PA Great Outdoors: True Tales of the Clarion River – Yes, Boys, Why So Much Bread?

This is a story by Harry M. Graybill of Fisher Pennsylvania from the book True Tales of Clarion River written in 1933 by George P. Sheffer under the auspices of the Northwestern Pennsylvania Raftsmens Association.

Yes, Boys, Why So Much Bread?

I thought I would add a little to your raftsmans stories which I have been reading in the Democrat.  I never was much of a riverman but my father James Graybill and my uncle Dave Allison were both pilots on the Clarion and Allegheny.

My father and uncle both worked on boat scaffolds at Gravel Lick in the 70’s and later on both of them became good square timber men.  Both are now dead.

My mother (Ida Allision) worked in the boarding house at Millcreek 61 years ago (1872) when Jim Henninger ran the house. My mother and Lizzie Williams worked there. Lizzie Williams married Frank Reck. Mother is still living (80 years old) and still tells about the job at Millcreek in the early days.

I want to tell you a raftsman’s story that I heard told in a camp at Nebraska on Tionesta Creek. This story was told on Wheeler’s men. Wheeler’s boats and barges were built at Hickory on the Allegheny about 7 miles above Tionesta.

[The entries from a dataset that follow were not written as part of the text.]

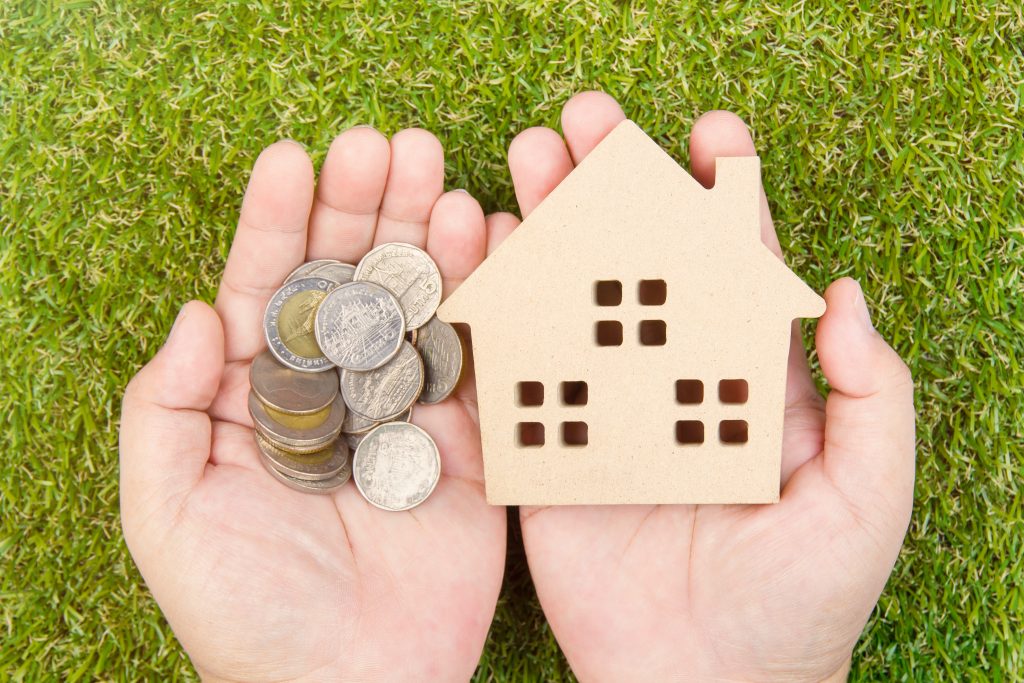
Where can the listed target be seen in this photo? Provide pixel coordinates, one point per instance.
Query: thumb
(869, 433)
(165, 432)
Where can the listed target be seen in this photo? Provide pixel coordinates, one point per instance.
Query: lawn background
(891, 150)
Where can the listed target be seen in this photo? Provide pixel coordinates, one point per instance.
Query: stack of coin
(351, 350)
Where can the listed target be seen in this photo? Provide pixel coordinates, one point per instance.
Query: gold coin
(298, 439)
(306, 486)
(296, 323)
(289, 390)
(314, 467)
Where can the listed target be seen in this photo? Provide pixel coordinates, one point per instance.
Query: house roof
(629, 198)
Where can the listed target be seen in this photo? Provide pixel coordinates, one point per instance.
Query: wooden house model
(630, 338)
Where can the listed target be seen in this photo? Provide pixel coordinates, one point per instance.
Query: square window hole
(608, 333)
(733, 391)
(574, 393)
(652, 333)
(529, 393)
(689, 391)
(689, 431)
(732, 431)
(529, 434)
(574, 433)
(607, 293)
(652, 292)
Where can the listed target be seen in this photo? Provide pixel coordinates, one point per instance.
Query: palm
(259, 581)
(733, 592)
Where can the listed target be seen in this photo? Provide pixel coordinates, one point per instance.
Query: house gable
(695, 312)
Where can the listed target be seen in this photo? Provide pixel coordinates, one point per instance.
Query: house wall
(632, 452)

The story runs that a bunch of Wheeler’s men were going down on a fleet of boats and barges, and having been on the river several days they ran out of bread and whiskey. Down on the lower river the pilot gave one of the crew a five dollar bill and a John boat and sent him off to a little town to get bread and whiskey.

The fellow got two loaves of bread and the balance in whiskey, and when he got back to the fleet someone wanted to know what in the H— he was going to do will all that bread.”